Understanding velocity as a function is crucial. It not only tells us the speed, but also how the speed changes over time. For example, if \(t = 1\), the velocity is \(3 \, \text{mph}\), and when \(t = 2\), the velocity doubles to \(6 \, \text{mph}\). This shows the object's speed is continuously increasing as time goes by.
Velocity is essential in solving differential equations because it links closely with distance through integration. By knowing how velocity changes over time, we can determine the distance traveled over a given period.

Distance traveled is the total length of the path an object covers during its motion.
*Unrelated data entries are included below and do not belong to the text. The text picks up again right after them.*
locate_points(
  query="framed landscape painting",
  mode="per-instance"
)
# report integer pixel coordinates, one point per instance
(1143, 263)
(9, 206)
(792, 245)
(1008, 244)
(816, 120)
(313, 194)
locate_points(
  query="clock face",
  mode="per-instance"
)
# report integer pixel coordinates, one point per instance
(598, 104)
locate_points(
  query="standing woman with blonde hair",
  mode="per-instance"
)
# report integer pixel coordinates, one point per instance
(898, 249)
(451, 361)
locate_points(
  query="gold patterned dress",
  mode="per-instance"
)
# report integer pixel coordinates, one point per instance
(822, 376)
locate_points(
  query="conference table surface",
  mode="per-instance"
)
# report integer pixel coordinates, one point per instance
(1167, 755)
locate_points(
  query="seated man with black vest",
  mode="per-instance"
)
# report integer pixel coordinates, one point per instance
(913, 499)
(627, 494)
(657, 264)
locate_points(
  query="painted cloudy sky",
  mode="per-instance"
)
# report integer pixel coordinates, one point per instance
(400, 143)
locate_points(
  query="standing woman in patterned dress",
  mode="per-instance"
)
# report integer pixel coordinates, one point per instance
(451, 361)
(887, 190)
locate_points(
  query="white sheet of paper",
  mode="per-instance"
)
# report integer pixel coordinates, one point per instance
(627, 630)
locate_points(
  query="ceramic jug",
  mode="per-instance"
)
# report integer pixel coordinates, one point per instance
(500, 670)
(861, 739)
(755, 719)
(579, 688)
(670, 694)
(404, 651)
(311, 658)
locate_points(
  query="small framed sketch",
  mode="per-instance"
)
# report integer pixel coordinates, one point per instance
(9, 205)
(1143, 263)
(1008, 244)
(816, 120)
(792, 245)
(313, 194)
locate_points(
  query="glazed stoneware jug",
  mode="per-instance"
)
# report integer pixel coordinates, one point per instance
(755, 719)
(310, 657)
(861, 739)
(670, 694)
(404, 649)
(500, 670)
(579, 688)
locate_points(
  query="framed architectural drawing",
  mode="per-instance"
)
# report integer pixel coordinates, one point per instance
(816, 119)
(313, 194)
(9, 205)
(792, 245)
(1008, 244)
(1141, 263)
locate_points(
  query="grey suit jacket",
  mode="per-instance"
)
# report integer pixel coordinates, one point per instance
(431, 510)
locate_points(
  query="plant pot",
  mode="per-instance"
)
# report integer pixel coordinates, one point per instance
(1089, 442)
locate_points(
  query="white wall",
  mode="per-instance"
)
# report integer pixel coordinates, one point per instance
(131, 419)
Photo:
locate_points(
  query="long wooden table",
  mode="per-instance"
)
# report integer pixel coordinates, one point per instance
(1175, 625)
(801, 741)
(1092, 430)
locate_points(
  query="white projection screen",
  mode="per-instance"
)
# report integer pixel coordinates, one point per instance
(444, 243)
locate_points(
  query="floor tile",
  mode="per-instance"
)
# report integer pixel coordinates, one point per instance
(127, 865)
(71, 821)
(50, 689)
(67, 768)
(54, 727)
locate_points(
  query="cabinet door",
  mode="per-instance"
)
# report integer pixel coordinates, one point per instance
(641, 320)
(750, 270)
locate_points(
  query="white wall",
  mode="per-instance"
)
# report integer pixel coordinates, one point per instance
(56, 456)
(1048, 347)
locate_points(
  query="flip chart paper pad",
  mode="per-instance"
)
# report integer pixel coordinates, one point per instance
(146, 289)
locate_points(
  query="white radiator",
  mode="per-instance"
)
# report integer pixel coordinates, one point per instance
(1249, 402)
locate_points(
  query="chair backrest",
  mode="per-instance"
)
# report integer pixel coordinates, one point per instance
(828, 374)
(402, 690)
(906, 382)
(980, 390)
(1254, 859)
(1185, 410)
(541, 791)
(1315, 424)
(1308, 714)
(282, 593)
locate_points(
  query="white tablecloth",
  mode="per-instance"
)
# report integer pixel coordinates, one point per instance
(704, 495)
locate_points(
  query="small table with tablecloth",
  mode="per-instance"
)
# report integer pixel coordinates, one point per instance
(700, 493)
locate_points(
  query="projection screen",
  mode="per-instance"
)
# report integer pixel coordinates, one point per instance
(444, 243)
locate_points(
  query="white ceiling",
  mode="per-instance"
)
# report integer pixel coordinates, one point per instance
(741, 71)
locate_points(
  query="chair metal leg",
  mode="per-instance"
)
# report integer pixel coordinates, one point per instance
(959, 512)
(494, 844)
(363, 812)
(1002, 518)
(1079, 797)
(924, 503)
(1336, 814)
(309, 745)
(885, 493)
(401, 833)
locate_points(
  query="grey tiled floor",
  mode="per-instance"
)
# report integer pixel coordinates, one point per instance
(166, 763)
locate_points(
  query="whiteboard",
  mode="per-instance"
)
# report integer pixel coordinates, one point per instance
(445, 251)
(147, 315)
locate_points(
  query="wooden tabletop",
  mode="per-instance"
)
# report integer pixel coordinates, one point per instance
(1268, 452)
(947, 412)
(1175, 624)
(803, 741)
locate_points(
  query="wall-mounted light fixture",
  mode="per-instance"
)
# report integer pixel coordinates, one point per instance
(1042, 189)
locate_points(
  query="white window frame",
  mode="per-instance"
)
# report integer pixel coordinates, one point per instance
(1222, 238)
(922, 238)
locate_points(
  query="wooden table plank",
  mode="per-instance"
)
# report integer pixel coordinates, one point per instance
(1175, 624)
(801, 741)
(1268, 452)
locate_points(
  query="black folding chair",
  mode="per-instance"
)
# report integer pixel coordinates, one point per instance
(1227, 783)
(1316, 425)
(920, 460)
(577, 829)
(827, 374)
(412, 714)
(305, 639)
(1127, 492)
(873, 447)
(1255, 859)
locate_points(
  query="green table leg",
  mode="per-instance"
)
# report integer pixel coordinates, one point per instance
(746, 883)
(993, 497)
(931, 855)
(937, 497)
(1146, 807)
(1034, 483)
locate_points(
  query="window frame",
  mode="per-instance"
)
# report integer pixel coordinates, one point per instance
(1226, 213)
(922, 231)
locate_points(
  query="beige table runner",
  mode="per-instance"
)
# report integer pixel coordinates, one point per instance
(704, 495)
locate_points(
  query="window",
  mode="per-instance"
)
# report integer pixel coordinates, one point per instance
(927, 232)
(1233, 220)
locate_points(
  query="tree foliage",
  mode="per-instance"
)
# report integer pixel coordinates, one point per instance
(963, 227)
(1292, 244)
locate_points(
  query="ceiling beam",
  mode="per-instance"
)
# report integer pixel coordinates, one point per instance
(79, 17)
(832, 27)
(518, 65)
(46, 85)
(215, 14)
To find this in the exercise, we start by solving the differential equation \(\frac{ds}{dt} = 3t\). This equation states that the rate of change of distance \(s(t)\) with respect to time is equal to the velocity at any time \(t\).
To find the distance function \(s(t)\), we integrate both sides of this equation, resulting in \(s(t) = 1.5t^2 + s_0\), where \(s_0\) is the initial distance—a constant, often zero in such problems.
Let's break this down:

• Start at \(t = 0\) by calculating \(s(0)\). With \(s_0 = 0\), \(s(0) = 0\), showing that the distance is zero at the start.
• For any time \(t = k\), evaluate \(s(k) = 1.5k^2 + s_0\). If \(s_0\) is zero, \(s(k)\) gives us the total distance traveled from the start to time \(k\).
• The distance traveled is the difference between \(s(k)\) and \(s(0)\), simplifying to \(1.5k^2\).

This demonstrates how we use integration to move from velocity to distance, underscoring the relationship between velocity and cumulative distance.

Integration is a fundamental concept in calculus that helps in calculating quantities like the distance traveled from a varying velocity. In the exercise, we use integration to transform the rate of change in position, given as \(\frac{ds}{dt} = 3t\), into the distance function \(s(t)\).
Integration involves finding the antiderivative, or the "inverse," of a derivative. For our velocity function \(3t\), integrating with respect to time \(t\) yields a new function: \(s(t) = 1.5t^2 + s_0\).
Key points about integration:

• Integrating velocity provides a distance function, which tells us the position of the object at any time \(t\).
• It requires solving for the constant of integration, \(s_0\), using given initial or boundary conditions, such as \(s(0) = 0\).
• In practical terms, integration allows us to calculate quantities like areas under curves, which is another method to find the distance traveled.

Overall, integration is a powerful tool that bridges the gap between changing rates (velocity) and accumulated totals (distance). It fundamentally underpins our ability to model and solve problems involving motion.

The area under a curve in a velocity-time graph represents the distance traveled. In our exercise, calculating this area provides the distance traversed from \(t=0\) to \(t=k\) by integrating the velocity function \(v(t) = 3t\).
Here's how it works:

• The integral of \(v(t) = 3t\) from \(t=0\) to \(t=k\) symbolizes the total distance, or the area under the curve, from the start to time \(k\).
• The calculation is carried out by solving \[ \int_{0}^{k} 3t \, dt = \left[ 1.5t^2 \right]_0^k = 1.5k^2 - 0 = 1.5k^2 \].
• This solution matches the distance function obtained through integration in earlier steps, suggesting a consistent method to determine distance.

Understanding this concept is important because it illustrates how graphical representation of velocity can elucidate physical movement.
This method not only ties back to the algebraic solution, confirming the distance traveled, but also enhances comprehension of how graphical methods relate to real world movement.